L'adaptation génétique de la bactérie à la nutrition de son hôte
L'adaptation génétique de la bactérie à la nutrition de son hôte, plutôt qu'à celui-ci directement, est une première étape importante dans l'évolution de la symbiose facultative entre la drosophile et Lactobacillus plantarum. ©ME. Martino & F. Leulier, licence Creative commons.

Pour aborder cette question les chercheurs ont appliqué une approche d'évolution expérimentale à une souche de Lactobacillus plantarum qui n'avait jamais été associée à la drosophile et qui présente une influence modérée sur la physiologie de celle-ci. Cette souche a donc été associée avec des larves de drosophiles axéniques puis seules les quelques premières drosophiles émergentes ont été sélectionnées comme fondatrice de la génération suivante, et ce pendant 20 générations. Au cours de ce protocole, les chercheurs ont identifié rapidement, de manière répétée et indépendante, des mutations dans le locus de l'acetate kinaseA (ackA) qui ont été rapidement fixées dans la population bactérienne. Cette mutation confère un avantage compétitif pour les souches porteuses de ces mutations par rapport à la souche ancestrale mais de manière inattendue ces mutations ont aussi été fixées dans des protocoles d'évolution expérimentale effectués en absence de la drosophile suggérant que la fixation de cette mutation est une adaptation bactérienne à l'environnement nutritionnel de la drosophile et non à une adaptation à la drosophile elle-même. Toutefois de manière inattendue les souches évoluées en absence de la drosophile et porteuse de mutations du locus ackA confèrent, lors de leur association à des larves axéniques de drosophile, un bénéfice bien plus fort que la souche ancestrale indiquant que cette adaptation à l'environnement nutritionnel par fixation de mutations au locus ackA est par ricochet bénéfique à la physiologie de la drosophile. Les chercheurs ont ensuite voulu identifier les bases mécanistiques de ce bénéfique accru et ont identifié que les mutations au locus ackA provoquent une augmentation de la production d'acides aminés N-acétylés par les bactéries évoluées; en particulier la N-acétyl-Glutamine, un composé dont les chercheurs ont démontré l'action bénéfique sur des larves associées à la souche ancestrale (non muté au locus ackA), expliquant ainsi l'effet bénéfique des souches évoluées.

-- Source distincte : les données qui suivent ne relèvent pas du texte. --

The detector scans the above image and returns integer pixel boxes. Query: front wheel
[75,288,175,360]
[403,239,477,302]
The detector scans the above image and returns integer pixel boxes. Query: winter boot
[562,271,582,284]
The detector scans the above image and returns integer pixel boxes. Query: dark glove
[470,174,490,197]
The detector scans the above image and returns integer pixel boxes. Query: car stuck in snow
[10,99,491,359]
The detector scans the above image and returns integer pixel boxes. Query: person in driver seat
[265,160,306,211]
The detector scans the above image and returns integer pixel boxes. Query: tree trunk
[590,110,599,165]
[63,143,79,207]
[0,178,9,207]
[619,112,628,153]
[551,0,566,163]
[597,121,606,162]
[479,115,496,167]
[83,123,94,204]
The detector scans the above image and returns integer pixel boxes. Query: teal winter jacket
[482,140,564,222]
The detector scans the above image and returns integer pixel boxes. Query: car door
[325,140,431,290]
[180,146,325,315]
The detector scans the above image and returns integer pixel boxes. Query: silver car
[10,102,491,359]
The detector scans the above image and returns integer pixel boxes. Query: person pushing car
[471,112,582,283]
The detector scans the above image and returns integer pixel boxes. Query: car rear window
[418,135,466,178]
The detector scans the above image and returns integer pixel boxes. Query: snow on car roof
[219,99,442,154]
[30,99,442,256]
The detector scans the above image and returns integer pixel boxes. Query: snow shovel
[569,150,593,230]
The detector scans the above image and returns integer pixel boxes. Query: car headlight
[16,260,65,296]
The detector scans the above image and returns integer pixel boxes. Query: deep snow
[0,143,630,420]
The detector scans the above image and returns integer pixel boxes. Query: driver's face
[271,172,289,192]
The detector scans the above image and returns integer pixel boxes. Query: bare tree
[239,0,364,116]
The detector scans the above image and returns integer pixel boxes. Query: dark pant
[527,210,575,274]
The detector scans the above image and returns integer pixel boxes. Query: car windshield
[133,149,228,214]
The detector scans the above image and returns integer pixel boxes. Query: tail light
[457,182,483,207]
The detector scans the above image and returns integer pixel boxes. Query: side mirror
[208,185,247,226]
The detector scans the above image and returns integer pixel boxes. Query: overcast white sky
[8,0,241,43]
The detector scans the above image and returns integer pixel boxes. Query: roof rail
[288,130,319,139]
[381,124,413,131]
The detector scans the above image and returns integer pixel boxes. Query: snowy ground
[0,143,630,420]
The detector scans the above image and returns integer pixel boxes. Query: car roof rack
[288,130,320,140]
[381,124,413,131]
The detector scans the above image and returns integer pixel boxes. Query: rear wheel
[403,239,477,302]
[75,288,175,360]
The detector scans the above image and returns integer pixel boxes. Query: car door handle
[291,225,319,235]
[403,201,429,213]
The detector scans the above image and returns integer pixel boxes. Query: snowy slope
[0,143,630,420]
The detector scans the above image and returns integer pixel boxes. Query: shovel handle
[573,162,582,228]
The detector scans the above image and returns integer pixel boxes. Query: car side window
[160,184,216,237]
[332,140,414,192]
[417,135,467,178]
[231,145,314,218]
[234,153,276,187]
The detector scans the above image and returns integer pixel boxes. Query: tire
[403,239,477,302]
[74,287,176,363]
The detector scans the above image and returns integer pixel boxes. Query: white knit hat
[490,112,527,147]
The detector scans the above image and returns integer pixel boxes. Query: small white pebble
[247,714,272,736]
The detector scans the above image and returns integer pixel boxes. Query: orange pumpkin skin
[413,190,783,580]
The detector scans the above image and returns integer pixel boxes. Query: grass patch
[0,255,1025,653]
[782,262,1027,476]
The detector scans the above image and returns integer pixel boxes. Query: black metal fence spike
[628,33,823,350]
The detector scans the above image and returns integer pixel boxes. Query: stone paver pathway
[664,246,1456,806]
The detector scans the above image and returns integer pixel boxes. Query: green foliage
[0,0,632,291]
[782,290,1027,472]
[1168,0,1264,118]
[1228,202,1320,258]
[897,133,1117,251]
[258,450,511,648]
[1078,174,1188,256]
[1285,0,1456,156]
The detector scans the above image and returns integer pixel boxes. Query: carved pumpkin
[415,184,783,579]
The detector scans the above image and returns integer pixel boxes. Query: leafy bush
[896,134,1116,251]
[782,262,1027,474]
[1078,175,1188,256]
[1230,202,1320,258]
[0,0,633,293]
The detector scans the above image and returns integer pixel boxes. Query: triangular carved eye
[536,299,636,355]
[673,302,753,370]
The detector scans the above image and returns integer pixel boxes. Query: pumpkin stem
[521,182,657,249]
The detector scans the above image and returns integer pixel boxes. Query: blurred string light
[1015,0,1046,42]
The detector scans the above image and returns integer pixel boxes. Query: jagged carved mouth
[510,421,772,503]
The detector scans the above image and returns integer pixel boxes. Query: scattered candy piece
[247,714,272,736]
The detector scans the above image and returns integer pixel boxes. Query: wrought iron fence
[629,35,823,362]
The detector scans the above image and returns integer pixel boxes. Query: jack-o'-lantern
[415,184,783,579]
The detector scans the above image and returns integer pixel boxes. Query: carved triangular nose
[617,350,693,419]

L'évolution de la symbiose facultative entre la drosophile et son partenaire Lactobacillus plantarum est donc façonnée premièrement par l'environnement nutritionnel de l'hôte et l'adaptation rapide du symbionte à celui-ci. Ces résultats illustrent un exemple clair de mutualisme facultatif où la physiologie de l'hôte bénéficie d'un produit de l'adaptation génétique du symbionte à son nouvel environnement nutritionnel. Un mécanisme probablement conservé dans de multiples symbioses nutritionnelles dont celle que nous établissons avec nos communautés microbiennes intestinales suggérant ainsi que nous et nos symbiontes sommes façonnés par notre nutrition.       

Source : Bacterial Adaptation to the Host's Diet Is a Key Evolutionary Force Shaping Drosophila-Lactobacillus Symbiosis. Martino, M.E., Joncour, P., Leenay, R., Gervais, H., Shah, M., Hughes, S., Gillet, B., Beisel, C., and Leulier, F. (2018). Cell Host Microbe 24. 28 juin 2018.  DOI : 10.1016/j.chom.2018.06.001.